Houellebecq zwraca uwagę na pomijaną w dyskusjach o eutanazji sytuację lekarzy. Jednym z centralnych elementów ustawy dyskutowanej w Zgromadzeniu Narodowym jest prognozowanie. Lekarze mają jednoznacznie stwierdzać, w jakiej kondycji jest pacjent, na ile rokuje i ile mu zostało miesięcy życia. Według Houellebecqa politycy, podobnie jak podczas epidemii COVID-19, pokładają zbytnią ufność w nieomylność paradygmatu naukowego. Dodatkowo legislator nakłada na lekarzy (oraz personel medyczny) obowiązek podania pacjentowi trucizny. Leczenie jest możliwe na mocy nici zaufania między pacjentem a lekarzem. Według Houellebecqa eutanazja ten delikatny związek definitywnie rozrywa. Zaufanie zostaje zastąpione powszechną podejrzliwością. 

 

Nowe uzależnienie

„Mutacja metafizyczna rozwija się od razu, nie napotykając żadnych przeszkód, aż osiągnie ostateczny cel, jaki sobie założyła. Wymiata bez pardonu systemy ekonomiczne i polityczne, sądy estetyczne i hierarchie społeczne” – przestrzega Michel Houellebecq w „Cząstkach elementarnych”. 

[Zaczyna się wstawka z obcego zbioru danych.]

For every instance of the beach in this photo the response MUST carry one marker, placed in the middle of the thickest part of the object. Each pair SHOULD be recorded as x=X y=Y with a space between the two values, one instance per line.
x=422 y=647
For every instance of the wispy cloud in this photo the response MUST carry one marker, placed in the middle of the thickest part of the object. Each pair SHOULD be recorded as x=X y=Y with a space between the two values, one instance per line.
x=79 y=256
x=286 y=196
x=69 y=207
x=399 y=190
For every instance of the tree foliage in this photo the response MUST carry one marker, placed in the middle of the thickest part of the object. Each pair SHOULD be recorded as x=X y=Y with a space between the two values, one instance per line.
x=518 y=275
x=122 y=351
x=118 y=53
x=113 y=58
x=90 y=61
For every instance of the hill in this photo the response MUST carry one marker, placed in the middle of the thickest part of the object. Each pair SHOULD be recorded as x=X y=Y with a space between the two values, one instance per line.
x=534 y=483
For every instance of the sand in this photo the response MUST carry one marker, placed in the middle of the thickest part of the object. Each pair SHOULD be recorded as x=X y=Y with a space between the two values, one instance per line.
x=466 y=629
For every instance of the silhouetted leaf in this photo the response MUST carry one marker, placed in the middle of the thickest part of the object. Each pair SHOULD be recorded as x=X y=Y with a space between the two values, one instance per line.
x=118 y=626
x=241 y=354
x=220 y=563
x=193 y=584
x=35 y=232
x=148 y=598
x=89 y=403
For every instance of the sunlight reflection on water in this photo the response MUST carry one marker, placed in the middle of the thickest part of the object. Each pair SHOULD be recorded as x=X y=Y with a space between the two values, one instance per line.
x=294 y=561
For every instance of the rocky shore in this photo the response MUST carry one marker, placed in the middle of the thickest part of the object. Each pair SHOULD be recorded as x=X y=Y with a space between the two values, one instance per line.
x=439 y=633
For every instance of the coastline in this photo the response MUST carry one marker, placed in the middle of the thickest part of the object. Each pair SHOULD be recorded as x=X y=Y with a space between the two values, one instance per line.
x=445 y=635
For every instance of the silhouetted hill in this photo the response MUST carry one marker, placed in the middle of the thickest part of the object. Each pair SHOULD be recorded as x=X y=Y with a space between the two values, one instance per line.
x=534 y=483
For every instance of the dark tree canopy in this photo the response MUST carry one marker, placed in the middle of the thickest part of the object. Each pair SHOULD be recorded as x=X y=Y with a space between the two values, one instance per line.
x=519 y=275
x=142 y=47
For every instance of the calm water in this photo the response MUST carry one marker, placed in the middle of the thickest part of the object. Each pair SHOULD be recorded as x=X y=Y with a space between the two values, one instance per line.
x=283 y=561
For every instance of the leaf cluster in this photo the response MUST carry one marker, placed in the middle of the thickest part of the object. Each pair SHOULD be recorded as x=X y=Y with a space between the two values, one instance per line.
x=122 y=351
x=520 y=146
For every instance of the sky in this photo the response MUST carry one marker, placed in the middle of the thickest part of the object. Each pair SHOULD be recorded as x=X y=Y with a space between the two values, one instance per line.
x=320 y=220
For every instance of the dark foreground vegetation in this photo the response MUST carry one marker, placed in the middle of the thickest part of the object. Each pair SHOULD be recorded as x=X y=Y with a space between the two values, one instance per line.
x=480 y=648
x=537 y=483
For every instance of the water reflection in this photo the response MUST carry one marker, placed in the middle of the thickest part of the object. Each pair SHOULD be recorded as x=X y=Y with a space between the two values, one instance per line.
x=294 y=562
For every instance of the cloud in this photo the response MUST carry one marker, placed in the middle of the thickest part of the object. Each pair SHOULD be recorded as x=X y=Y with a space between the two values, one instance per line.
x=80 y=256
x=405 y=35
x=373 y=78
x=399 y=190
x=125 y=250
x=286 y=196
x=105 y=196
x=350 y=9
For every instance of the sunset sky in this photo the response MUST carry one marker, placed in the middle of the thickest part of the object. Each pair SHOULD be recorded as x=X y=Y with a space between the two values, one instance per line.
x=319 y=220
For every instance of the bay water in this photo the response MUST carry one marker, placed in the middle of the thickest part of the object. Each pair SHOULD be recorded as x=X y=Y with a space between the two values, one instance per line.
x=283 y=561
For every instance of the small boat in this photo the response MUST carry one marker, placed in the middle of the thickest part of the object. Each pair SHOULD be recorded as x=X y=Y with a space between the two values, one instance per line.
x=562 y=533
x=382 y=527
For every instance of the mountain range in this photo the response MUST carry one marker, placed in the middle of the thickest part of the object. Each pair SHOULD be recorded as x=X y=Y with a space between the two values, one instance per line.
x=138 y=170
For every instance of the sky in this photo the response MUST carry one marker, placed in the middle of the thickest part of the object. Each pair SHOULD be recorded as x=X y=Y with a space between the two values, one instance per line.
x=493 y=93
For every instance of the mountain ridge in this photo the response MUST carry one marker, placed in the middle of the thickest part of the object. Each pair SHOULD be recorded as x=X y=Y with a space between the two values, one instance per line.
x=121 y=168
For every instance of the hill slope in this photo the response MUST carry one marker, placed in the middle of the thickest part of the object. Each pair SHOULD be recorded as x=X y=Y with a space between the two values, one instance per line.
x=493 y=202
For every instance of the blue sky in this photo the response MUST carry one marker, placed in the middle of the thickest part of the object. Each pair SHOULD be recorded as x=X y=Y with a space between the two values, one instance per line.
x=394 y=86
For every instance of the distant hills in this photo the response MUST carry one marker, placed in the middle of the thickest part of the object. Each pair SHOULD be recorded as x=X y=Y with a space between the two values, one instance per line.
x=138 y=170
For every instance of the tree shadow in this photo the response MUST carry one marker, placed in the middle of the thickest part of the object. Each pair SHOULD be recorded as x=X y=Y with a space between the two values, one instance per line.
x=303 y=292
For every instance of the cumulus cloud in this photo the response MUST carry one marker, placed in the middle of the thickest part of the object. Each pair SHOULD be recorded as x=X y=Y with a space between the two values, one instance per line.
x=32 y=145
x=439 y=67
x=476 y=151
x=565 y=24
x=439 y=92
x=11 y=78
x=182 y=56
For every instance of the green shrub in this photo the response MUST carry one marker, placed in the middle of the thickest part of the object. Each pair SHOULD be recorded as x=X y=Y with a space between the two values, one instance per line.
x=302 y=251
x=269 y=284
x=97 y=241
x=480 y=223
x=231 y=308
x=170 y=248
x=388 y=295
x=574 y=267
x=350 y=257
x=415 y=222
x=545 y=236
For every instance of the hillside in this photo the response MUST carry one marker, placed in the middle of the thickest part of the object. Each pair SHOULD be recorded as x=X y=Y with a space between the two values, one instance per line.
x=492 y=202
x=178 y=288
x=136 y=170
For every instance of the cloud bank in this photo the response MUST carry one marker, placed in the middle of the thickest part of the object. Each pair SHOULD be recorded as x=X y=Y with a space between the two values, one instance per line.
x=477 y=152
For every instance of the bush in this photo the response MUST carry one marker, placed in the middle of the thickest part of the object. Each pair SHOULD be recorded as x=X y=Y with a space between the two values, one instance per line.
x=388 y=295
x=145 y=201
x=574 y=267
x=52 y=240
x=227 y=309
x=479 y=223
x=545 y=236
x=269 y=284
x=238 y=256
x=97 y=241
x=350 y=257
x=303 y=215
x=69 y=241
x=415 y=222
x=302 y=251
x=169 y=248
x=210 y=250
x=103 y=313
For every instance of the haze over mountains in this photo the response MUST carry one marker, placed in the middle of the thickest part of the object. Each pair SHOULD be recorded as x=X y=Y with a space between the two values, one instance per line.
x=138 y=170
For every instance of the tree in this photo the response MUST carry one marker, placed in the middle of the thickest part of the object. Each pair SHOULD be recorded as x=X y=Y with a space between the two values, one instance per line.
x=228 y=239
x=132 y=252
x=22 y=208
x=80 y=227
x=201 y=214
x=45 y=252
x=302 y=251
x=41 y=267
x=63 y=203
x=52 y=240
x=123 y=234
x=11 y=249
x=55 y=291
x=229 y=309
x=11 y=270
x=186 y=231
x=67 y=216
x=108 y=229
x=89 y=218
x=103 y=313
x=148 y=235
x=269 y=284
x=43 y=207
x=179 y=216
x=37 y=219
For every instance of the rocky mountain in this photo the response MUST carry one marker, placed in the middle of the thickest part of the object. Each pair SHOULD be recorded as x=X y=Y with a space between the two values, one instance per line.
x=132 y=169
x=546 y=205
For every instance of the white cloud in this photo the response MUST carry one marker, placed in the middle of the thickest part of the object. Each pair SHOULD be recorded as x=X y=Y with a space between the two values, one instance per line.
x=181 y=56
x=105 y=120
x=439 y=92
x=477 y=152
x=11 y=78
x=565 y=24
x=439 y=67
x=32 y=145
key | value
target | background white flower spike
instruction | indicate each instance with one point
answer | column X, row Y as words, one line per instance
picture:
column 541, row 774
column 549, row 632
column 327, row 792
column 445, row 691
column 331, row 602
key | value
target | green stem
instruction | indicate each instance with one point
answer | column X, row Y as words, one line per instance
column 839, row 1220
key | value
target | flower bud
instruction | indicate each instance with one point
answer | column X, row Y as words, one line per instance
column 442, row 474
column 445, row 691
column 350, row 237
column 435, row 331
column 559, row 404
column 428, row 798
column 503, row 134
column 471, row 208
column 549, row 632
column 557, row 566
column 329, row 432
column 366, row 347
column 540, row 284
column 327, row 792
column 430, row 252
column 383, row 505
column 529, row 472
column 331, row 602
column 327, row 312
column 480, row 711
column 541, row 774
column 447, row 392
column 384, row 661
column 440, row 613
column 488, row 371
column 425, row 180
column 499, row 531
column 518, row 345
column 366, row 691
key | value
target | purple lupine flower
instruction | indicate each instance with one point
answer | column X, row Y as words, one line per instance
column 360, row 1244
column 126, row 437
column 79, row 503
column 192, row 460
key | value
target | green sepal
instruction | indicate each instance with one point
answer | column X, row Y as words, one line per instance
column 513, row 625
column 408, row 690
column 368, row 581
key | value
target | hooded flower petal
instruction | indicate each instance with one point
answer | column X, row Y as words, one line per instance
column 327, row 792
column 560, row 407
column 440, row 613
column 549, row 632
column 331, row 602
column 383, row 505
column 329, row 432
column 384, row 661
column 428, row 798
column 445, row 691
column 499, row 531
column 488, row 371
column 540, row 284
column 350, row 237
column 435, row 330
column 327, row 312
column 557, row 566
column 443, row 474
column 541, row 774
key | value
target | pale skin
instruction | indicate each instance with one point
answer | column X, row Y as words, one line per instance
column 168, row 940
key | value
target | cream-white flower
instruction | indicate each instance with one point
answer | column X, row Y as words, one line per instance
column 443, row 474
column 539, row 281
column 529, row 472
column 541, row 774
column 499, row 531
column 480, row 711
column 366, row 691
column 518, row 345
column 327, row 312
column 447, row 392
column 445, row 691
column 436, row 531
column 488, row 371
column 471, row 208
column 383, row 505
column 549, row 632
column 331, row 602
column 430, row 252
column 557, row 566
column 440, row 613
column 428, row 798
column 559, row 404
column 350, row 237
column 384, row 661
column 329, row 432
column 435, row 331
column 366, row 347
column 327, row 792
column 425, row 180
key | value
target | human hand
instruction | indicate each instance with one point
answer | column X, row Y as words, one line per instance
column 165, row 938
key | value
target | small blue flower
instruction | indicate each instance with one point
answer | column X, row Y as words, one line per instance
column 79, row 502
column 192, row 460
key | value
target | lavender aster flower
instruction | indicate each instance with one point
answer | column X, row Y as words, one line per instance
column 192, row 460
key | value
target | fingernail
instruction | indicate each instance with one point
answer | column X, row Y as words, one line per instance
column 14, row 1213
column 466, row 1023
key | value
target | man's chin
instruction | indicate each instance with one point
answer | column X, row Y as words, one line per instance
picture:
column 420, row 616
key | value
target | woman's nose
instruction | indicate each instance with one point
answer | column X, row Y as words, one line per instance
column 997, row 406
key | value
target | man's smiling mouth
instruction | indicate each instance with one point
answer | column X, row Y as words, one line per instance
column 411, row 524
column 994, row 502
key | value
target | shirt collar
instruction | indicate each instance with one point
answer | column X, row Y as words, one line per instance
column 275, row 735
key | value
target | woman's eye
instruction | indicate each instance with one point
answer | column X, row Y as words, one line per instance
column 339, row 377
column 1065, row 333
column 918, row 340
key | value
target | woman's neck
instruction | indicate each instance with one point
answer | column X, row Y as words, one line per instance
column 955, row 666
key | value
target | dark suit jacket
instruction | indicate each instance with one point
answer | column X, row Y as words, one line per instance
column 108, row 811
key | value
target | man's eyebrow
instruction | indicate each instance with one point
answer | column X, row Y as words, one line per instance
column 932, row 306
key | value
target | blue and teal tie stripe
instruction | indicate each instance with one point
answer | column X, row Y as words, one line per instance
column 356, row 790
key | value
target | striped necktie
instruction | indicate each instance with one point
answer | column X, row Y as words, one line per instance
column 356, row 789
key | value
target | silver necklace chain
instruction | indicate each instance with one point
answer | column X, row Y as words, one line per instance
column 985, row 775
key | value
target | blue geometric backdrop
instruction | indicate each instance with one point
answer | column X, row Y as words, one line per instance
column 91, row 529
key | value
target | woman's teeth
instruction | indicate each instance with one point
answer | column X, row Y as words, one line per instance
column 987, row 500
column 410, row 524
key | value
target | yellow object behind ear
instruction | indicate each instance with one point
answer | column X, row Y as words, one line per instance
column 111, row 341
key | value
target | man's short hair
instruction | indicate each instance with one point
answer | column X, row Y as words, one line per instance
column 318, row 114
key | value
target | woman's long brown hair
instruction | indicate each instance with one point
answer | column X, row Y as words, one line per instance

Właśnie w owej mutacji – właściwie poprzez nią – dokonuje się przejście do nowego porządku cywilizacyjnego. „Mutacja” ustala nowy ład, który uniemożliwia jednostce, jako czynnemu podmiotowi społecznemu, który jest podmiotem „cogitans”, normalne funkcjonowanie. Jednostka w obliczu postępującej katastrofy przestaje być podmiotem i staje się przedmiotem. Nie ma już bezpośredniego wpływu na to, co jej bezpośrednio dotyczy. Staje się trybikiem w manufakturze zagłady. Oczywiście jednostka nie traci poczucia swojej decyzyjnej suwerenności; manufaktura bowiem dba o to, by stwarzać jej warunki do osiągania rzekomej szczęśliwości. Wciąż stymuluje się poczucie „indywidualizmu niesterowanego”. Znaczy to tyle, że jednostka wciąż żywi się odgórnie narzuconą formą „szczęścia”, „normalności”, wierząc jednocześnie w wolność wyboru w tych kategoriach. Jednostka, tkwiąc w tym wierutnym kłamstwie, sama uczestniczy w swoim zniewalaniu. I jest to bodaj jedno z większych odkryć i oskarżeń Houellebecqa; dostrzega on mianowicie, jak zdecydowanie, z poddańczą powagą i zawierzeniem jednostka posuwa się w zniewoleniu siebie, uzależnieniu od zniewolenia i unicestwieniu siebie w zniewoleniu. Mamy tu do czynienia z nową definicją alienacji społecznej: uzależnienie od unicestwienia.